Pub conversations usually involve sport, cars or the latest computer game
and not women, except a passing mention to the office babe with big
tits/tanned legs/pert butt.
Sometimes, he's not thinking about you. Live with it.
He's never thinking about "The Relationship."
Your mum doesn't have to be our best friend.
Get rid of your cat. And no, it's not different, it's just like every other
cat.
Dogs are better than ANY cats. Period.
Sunday = Sports. It's like the full moon or the changing of the tides. Let
it be.
Shopping is not everybody's idea of a good time.
Shopping is not a sport.
Anything you wear is fine. Really.
You have enough clothes.
You have too many shoes.
Crying is blackmail. Use it if you must, but don't expect us to like it.
Your brother is an idiot, your ex-boyfriend is an idiot and your Dad
probably is too.
Ask for what you want. Subtle hints don't work.
No, he doesn't know what day it is. He never will. Mark anniversaries on a
calendar.
Share the bathroom.
Share the closet.
Most guys own two or three pairs of shoes-what makes you think we'd be any
good at choosing which pair, out of thirty, would look good with your dress?
Yes and No are perfectly acceptable answers.
Construction of St. Paul's Cathedral, The Golden Gate bridge and the Sydney
Opera House are simple every-day tasks, washing and ironing are more
difficult.
A headache that lasts for 17 months is a problem. See a doctor.
Taking things apart is easy, putting them back together however takes longer
and there's bound to be something left over at the end.
Nothing says 'I love you' like a blowjob in the morning.
Foreign films are best left to foreigners.
Yes, pissing standing up is more difficult than peeing from point blank
range. We're bound to miss sometime.
Check your own oil.
Don't give us 50 rules when 25 will do.
Don't fake it. We'd rather be ineffective than deceived.
It is neither your interest nor ours to take the quiz together.
Don't ask us what we're thinking about unless you are prepared to discuss
such topics as navel lint, shotgun formation and carburettors.
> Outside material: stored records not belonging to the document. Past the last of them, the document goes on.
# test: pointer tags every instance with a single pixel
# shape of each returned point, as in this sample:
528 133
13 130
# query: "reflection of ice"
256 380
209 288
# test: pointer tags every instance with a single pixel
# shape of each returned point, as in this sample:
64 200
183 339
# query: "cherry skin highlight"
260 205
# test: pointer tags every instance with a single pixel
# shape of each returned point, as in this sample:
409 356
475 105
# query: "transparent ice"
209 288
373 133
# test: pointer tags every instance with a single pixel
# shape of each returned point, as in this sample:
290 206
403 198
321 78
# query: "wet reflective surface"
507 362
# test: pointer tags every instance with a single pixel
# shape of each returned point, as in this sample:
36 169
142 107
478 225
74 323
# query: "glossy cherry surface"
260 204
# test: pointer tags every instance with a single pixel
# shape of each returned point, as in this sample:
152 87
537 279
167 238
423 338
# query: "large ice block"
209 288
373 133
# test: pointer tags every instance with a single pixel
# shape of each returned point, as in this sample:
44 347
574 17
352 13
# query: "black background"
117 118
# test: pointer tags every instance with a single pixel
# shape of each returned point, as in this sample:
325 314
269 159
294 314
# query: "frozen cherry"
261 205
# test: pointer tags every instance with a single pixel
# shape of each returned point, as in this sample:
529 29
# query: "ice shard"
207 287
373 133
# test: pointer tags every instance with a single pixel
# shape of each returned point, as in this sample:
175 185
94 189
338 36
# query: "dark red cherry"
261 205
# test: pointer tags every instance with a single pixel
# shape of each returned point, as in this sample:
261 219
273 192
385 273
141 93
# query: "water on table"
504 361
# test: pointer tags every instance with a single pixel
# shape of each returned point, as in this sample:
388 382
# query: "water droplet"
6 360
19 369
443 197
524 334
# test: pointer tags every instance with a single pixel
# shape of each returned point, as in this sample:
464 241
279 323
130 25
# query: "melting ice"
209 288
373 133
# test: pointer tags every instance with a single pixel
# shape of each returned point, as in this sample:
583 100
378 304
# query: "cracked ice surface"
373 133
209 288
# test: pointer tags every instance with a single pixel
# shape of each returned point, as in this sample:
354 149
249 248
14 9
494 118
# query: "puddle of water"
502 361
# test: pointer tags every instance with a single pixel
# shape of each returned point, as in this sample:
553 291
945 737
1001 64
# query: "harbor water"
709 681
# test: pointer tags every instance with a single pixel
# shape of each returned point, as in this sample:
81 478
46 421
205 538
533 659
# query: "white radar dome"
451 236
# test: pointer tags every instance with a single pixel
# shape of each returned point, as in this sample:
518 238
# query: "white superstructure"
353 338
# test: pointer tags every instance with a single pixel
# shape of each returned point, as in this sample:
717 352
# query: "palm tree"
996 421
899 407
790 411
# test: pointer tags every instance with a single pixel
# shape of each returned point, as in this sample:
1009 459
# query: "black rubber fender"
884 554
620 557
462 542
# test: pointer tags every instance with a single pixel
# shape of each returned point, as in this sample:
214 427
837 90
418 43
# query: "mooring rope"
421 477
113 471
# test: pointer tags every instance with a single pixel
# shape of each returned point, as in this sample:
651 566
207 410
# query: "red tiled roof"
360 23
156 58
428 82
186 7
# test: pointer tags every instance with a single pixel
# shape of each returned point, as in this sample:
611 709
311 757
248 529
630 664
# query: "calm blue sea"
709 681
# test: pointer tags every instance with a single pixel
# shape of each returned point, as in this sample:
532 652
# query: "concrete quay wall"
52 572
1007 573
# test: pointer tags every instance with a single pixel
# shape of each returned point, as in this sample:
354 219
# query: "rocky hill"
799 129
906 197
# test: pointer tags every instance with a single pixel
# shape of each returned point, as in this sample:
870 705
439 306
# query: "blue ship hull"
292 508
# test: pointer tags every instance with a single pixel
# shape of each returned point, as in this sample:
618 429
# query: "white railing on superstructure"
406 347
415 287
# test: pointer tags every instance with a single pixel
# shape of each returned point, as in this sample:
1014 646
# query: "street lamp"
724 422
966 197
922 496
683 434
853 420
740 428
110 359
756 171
Anything we said 6 or 8 months ago is inadmissible in an argument. All
comments become null and void after 7 days.
If you don't dress like a Baywatch babe, don't expect us to act like soap
opera guys.
If something we said can be interpreted two ways, and one of the ways makes
you sad and angry, we meant the other one.
Let us ogle. If we don't look at other women, how can we know how pretty you
are?
Don't rub the lamp if you don't want the genie to come out.
You can either ask us to do something OR tell us how you want it done - not
both.
Whenever possible, please say whatever you have to say during commercials.
Christopher Columbus didn't need directions, and neither do we.
Women wearing Wonderbras and low-cut blouses lose their right to complain
about having their boobs stared at.
When we're turning the wheel and the car is nosing onto the off-ramp, you
saying, "This is our exit," is not strictly necessary.
Nothing says 'I love you' quite like a blowjob in the morning.